Nearly 20 years after the Data Protection Act was first enacted, the imperative of providing an online service has led to most companies retaining customers’ personal details on their databases. The problem arises when companies are permitted to share this information with other companies, resulting for example in targeted marketing activities that have been unwittingly agreed to via pre-ticked boxes or opt-outs, designed to target specific personal interests. Even in the event of removing personal information from the internet, it is still possible for it to be held by companies within their databases.

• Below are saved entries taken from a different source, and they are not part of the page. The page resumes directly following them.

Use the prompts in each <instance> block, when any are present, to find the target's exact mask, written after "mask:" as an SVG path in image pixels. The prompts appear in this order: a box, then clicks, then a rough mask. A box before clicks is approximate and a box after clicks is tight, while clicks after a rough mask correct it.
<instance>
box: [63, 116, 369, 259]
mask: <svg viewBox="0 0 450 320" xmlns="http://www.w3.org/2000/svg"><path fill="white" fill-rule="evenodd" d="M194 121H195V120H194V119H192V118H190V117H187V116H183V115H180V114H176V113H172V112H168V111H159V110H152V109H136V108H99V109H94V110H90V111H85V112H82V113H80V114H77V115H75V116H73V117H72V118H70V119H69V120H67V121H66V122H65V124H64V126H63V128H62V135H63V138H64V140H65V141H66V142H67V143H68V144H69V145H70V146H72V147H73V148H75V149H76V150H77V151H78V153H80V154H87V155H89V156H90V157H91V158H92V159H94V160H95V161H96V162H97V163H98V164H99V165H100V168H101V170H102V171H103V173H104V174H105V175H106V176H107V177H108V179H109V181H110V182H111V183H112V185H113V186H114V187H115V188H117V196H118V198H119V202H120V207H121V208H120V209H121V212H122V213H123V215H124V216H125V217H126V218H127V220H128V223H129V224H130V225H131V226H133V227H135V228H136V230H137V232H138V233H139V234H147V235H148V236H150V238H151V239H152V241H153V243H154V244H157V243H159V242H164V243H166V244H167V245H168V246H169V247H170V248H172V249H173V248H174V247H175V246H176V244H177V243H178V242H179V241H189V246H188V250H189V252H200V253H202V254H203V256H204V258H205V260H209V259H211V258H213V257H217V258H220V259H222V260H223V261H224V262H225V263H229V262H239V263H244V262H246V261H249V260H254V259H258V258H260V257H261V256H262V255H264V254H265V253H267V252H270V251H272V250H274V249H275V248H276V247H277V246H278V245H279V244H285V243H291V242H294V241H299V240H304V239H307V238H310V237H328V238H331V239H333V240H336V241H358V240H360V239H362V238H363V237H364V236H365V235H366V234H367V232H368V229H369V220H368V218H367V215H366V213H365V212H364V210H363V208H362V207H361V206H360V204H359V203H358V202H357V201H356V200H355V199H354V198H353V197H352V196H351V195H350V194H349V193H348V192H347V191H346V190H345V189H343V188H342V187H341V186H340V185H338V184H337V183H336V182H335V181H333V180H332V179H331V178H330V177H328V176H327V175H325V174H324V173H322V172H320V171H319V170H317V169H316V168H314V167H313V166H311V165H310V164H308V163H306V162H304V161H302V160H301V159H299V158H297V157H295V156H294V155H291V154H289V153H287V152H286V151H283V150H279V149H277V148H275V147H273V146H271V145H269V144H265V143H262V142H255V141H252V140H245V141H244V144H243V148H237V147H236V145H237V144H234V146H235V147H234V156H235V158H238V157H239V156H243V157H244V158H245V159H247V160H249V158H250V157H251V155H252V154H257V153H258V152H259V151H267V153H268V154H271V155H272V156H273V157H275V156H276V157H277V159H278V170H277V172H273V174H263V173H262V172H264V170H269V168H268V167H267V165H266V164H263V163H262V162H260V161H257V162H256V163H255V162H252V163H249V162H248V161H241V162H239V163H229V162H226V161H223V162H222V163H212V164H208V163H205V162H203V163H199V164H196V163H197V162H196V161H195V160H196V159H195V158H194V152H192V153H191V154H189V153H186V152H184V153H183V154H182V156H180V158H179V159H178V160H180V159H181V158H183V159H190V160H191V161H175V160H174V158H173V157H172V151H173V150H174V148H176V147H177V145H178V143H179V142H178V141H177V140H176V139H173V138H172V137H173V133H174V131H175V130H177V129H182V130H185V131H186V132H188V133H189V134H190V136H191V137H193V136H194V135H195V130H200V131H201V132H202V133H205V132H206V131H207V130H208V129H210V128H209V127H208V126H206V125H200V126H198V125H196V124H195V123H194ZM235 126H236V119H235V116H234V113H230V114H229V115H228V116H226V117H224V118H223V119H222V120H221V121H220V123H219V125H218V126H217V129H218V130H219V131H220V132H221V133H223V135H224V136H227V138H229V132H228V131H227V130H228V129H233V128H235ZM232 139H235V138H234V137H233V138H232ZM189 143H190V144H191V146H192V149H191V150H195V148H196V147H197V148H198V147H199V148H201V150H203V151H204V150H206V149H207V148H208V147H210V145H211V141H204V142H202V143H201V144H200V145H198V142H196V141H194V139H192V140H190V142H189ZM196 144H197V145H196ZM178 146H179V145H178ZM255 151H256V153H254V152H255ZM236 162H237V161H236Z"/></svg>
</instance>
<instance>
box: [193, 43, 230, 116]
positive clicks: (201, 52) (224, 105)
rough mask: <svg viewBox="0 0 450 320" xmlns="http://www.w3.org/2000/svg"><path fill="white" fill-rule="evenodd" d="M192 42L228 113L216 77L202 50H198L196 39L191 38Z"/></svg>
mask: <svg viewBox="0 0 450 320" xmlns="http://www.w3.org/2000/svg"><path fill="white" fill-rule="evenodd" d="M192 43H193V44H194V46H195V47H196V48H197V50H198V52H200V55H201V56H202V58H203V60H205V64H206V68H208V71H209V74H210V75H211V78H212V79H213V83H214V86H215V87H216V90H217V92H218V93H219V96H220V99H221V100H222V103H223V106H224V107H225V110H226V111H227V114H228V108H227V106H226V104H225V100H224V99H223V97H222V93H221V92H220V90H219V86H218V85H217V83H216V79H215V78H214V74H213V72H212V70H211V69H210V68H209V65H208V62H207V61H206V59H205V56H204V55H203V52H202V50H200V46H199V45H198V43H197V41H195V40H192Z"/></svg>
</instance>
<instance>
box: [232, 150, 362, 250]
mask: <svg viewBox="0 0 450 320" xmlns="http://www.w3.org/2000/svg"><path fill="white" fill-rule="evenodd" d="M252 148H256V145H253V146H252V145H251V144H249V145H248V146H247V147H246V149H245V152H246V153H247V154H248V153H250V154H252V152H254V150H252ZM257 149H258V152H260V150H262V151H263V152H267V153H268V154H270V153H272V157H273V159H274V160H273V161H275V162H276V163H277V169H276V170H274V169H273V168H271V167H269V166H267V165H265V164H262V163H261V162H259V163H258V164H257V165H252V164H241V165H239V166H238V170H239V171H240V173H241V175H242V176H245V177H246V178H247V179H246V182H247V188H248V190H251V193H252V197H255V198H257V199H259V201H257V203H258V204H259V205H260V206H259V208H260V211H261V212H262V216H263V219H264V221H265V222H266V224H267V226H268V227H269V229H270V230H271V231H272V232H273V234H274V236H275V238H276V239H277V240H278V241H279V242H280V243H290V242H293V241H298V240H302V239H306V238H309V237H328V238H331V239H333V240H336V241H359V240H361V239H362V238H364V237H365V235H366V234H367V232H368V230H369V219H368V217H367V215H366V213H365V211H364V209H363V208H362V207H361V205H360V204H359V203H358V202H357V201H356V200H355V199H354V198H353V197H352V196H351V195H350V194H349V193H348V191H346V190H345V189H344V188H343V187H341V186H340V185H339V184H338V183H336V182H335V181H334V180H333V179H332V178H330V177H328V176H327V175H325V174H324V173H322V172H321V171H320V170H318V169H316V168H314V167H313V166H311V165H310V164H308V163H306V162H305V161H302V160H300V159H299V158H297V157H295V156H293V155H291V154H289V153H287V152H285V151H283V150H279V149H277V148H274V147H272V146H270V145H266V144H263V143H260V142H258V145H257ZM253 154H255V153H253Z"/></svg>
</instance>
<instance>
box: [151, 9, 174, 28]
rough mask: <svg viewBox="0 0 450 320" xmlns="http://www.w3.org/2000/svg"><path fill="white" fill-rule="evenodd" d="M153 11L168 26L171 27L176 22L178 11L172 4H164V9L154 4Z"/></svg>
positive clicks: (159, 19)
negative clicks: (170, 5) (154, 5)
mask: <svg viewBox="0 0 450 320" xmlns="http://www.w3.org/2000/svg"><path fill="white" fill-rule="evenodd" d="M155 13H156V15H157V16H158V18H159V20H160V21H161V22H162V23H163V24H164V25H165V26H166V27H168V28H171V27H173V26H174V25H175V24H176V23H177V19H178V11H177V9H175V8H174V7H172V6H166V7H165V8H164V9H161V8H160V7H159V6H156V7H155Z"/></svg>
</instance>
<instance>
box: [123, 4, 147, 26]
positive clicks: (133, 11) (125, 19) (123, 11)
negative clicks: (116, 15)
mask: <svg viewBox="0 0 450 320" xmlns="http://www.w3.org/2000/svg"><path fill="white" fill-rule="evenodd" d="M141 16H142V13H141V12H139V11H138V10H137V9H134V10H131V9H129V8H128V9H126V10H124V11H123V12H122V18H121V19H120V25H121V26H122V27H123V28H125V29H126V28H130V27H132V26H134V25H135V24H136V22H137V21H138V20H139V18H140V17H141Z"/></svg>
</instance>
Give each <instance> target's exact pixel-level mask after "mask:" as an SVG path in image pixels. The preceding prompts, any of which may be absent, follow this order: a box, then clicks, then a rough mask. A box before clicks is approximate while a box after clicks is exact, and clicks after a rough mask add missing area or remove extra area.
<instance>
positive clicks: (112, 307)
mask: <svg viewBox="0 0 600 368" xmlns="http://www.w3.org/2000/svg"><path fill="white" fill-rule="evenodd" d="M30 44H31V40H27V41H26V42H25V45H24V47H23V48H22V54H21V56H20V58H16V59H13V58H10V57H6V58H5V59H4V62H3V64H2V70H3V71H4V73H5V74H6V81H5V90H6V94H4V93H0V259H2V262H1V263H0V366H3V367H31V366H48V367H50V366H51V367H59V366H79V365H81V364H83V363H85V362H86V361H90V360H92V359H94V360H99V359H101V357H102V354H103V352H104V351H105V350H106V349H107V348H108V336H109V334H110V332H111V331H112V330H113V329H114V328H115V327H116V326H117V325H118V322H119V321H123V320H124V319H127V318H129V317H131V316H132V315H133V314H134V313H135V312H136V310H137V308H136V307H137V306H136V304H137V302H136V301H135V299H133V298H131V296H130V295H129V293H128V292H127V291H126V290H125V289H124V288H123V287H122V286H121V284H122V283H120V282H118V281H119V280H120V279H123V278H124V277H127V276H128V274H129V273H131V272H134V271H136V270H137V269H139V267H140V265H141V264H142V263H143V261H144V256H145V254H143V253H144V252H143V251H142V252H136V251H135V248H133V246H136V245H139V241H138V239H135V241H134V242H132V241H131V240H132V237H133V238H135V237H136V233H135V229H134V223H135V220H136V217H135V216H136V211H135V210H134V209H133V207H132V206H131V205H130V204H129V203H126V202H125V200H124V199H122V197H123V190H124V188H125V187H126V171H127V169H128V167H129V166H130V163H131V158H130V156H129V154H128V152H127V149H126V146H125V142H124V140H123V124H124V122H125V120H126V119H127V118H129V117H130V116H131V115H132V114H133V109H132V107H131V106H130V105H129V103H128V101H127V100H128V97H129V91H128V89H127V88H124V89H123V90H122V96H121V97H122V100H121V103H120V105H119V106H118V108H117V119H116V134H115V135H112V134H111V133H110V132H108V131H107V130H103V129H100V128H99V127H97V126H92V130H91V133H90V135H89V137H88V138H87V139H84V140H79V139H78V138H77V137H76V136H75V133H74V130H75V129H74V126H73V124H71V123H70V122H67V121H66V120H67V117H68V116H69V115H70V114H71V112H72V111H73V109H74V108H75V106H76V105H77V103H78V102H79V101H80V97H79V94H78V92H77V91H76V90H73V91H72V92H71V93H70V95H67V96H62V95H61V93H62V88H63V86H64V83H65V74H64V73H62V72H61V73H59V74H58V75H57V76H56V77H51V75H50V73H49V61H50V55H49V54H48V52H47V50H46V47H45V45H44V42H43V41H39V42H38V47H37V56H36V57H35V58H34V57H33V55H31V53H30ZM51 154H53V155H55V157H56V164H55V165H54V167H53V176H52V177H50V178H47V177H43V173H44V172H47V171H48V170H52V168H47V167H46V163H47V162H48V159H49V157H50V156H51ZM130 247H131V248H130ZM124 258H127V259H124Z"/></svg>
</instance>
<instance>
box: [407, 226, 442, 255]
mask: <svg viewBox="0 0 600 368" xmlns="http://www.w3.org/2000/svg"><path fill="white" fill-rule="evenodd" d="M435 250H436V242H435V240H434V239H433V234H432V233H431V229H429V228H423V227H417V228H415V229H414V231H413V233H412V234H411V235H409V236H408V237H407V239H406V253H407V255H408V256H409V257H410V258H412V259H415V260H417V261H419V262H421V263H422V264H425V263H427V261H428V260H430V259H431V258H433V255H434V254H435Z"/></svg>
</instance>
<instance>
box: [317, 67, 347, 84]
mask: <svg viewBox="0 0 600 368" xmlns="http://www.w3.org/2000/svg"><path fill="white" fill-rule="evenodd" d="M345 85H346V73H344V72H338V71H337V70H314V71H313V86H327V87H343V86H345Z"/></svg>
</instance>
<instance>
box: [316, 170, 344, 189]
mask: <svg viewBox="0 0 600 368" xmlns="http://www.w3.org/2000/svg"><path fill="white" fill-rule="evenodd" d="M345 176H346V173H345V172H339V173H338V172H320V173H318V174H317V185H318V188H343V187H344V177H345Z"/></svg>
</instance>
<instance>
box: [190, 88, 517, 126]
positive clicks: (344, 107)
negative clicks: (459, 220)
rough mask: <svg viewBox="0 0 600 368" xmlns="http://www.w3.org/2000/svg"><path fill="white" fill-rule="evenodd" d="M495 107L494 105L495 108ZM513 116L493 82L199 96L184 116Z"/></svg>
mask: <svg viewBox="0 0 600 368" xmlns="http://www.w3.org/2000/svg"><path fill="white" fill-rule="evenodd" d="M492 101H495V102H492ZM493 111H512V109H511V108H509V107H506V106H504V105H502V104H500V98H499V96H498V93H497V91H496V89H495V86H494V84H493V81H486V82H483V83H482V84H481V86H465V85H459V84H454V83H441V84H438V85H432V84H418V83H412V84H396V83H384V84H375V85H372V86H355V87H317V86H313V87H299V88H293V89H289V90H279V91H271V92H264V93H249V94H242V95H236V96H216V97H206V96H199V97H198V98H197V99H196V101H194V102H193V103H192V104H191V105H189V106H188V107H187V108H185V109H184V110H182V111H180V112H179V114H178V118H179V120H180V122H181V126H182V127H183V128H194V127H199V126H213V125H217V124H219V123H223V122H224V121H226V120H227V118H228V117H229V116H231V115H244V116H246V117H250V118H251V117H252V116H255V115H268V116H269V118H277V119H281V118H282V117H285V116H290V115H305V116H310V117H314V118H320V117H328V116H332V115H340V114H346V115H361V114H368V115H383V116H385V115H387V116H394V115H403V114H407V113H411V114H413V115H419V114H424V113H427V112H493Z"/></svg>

The European Court of Justice instated the ‘right to be forgotten’ in May 2014 as a way for citizens to take back control of their personal data. The supposed solution created new problems: how wide-spread should this ‘forgetting’ of information be? Google is currently locked in a legal battle with France on this very issue, arguing that deletion of data should only be held to one country, otherwise states with harsher guidelines can implement their state-wide censorship on the global population. 

While Matt Hancock has made a point of saying that the Bill will “support businesses in their use of data” and “prepare Britain for Brexit” by ensuring UK companies are compliant with EU data requirements so that data can continue to flow freely across borders, it also imposes enormous burdens on British businesses. One of the biggest impacts of the new data protection legislation on companies is that users will now have to explicitly consent to their content being shared, rather than simply fail to opt out. There is also the prospect of far larger fines for non-compliance — up to 4 per cent of global annual turnover, or £17m, whichever is greater.

The Bill is undoubtedly a popular measure that will allow citizens to retain their privacy in an increasingly data driven world. But as the UK leaves the EU, it is one of many instances where the UK will have to remain compliant with stringent EU law in order to continue doing business with the bloc, even after our departure.